Diluting Family Trees
part 1 – Breaking up
So, we finally let go
you and I –
to be free.
The grey shades of singular
await us.
Someone put my heart
in an icebox.
(I thought it was supposed to mend).
It’s funny, there’s no wound,
yet somehow, I feel raw.
Perhaps my freedom
is getting over you?
part 2 – Moving on
And now it’s just a question
of chlorophyll.
We got the shade we wanted, but…
How green is the grass
on the other side?
It could be an effect
of the sunlight –
does diffracted independence
seem greener than the
pigments of stability?
Perhaps emptiness
will elute it in time.
2024

This is a three-part poem reflecting my breakup with my first love John Wilson.

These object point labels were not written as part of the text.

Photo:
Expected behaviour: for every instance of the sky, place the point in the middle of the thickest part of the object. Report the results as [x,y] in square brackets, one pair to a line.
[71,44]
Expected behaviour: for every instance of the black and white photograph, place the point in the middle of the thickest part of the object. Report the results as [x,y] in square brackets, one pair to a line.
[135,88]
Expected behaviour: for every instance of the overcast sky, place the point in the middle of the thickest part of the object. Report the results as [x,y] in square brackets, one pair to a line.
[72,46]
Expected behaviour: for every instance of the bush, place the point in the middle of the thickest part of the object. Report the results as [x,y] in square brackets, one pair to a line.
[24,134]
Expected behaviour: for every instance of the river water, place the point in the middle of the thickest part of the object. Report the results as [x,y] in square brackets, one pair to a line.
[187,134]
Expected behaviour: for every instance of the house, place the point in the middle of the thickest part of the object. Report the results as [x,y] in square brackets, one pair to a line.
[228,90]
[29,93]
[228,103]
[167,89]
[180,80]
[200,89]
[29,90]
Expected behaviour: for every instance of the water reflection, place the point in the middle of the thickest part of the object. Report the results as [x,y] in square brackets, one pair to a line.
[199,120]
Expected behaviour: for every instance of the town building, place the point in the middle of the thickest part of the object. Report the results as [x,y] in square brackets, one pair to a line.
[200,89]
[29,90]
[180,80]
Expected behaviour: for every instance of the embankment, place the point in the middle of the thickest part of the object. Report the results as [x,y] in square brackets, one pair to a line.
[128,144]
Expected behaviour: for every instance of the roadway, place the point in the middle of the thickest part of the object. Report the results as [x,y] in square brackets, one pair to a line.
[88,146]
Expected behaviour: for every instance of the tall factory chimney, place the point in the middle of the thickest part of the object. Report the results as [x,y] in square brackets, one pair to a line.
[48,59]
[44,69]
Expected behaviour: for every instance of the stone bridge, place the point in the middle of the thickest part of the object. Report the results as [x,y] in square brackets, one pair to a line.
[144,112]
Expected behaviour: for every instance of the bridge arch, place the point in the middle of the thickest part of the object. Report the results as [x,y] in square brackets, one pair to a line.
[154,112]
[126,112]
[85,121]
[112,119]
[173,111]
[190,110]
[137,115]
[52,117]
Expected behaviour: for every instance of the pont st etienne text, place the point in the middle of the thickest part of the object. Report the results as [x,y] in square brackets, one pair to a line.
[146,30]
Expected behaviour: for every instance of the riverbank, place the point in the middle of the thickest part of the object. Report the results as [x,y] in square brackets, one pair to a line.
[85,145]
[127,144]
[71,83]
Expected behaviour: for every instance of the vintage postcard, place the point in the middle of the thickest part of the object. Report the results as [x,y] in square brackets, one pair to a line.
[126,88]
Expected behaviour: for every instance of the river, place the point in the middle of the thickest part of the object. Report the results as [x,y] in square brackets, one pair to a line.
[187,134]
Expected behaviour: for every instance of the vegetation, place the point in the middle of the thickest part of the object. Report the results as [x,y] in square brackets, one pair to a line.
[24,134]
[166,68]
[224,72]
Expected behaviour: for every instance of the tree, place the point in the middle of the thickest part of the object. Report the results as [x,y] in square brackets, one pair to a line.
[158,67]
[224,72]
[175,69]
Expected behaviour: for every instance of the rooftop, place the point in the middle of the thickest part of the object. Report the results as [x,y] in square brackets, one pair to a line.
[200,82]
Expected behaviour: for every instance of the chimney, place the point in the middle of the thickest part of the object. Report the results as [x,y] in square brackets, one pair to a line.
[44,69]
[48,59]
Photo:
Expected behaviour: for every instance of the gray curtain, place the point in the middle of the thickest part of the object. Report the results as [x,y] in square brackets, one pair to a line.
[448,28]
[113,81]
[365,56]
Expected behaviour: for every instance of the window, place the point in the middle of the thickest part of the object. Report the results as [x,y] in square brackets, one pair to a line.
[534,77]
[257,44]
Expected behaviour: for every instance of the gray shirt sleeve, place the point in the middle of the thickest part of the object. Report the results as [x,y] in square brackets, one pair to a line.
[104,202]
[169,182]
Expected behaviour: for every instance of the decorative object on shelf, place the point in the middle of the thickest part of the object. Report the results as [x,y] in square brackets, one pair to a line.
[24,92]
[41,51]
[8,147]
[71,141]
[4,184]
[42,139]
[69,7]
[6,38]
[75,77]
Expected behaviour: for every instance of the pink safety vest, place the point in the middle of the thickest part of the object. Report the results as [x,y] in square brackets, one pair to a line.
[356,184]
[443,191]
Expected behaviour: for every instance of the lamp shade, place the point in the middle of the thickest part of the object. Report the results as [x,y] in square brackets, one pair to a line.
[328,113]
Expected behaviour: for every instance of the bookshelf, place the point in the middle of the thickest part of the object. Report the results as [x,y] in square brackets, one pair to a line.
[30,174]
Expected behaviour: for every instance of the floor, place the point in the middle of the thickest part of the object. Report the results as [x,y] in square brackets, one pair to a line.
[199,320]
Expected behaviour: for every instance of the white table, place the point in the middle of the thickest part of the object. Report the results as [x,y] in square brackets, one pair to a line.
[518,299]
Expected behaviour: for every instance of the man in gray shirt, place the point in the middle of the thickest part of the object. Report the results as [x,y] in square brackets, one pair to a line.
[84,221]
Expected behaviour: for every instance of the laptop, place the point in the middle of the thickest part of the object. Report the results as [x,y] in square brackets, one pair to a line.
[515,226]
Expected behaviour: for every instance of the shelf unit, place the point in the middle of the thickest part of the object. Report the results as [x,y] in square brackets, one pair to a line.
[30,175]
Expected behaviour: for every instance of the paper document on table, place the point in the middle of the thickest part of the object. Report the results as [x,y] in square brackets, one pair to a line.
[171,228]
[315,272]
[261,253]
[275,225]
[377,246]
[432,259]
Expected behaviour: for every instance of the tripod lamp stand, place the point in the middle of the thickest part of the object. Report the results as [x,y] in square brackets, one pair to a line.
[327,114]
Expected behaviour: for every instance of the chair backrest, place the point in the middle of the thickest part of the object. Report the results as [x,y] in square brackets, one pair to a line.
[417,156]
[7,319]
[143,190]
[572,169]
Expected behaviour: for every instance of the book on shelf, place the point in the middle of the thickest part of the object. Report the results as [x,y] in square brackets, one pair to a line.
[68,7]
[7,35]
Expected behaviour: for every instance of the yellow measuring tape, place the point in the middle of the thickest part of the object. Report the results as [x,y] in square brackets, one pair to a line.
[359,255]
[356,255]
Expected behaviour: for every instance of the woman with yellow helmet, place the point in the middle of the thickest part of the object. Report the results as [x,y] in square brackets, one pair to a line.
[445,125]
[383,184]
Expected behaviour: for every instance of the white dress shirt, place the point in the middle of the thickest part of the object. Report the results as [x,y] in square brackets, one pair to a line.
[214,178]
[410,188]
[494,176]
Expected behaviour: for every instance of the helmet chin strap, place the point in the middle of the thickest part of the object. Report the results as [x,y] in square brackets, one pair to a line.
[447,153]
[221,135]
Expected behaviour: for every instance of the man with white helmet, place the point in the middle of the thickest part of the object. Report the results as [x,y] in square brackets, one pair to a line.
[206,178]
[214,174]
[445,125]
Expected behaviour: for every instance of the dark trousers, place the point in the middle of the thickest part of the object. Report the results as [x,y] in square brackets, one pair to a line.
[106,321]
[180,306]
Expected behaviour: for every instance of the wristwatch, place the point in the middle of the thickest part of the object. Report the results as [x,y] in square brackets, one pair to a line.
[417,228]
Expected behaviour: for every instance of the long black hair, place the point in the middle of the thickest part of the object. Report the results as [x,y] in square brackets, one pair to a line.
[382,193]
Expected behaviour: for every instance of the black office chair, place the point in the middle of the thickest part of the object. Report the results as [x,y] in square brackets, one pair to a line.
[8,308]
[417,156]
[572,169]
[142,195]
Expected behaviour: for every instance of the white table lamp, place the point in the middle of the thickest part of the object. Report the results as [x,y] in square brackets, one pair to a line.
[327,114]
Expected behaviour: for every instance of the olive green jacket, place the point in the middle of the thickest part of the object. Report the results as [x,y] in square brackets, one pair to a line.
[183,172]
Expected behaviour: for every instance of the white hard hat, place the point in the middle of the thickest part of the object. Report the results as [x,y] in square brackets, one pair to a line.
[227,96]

It was initially written over a few months in the summer of 1983, and had a third verse that is not included here. I do love this poem – it was inspired by a Pernod advert called ‘Free the Spirit’, and I love the colours I’ve used in it, and the way it describes how the freedom wished for is not always quite what you thought it would be. It’s one of my poems that I can recite from memory. You can tell I was a botanist when I first wrote it. I love the imagery and metaphor of pigmentation and how we think the grass (of being single) is greener, when actually the pain of breaking up in reality, can make it less attractive when you get there.
I adapted it for a Consilience Field Notes: Family Trees edition, so this published version is slightly different from the original. Consilience is a group of poets who are scientists that I am part of, and for who I edit and review – and write.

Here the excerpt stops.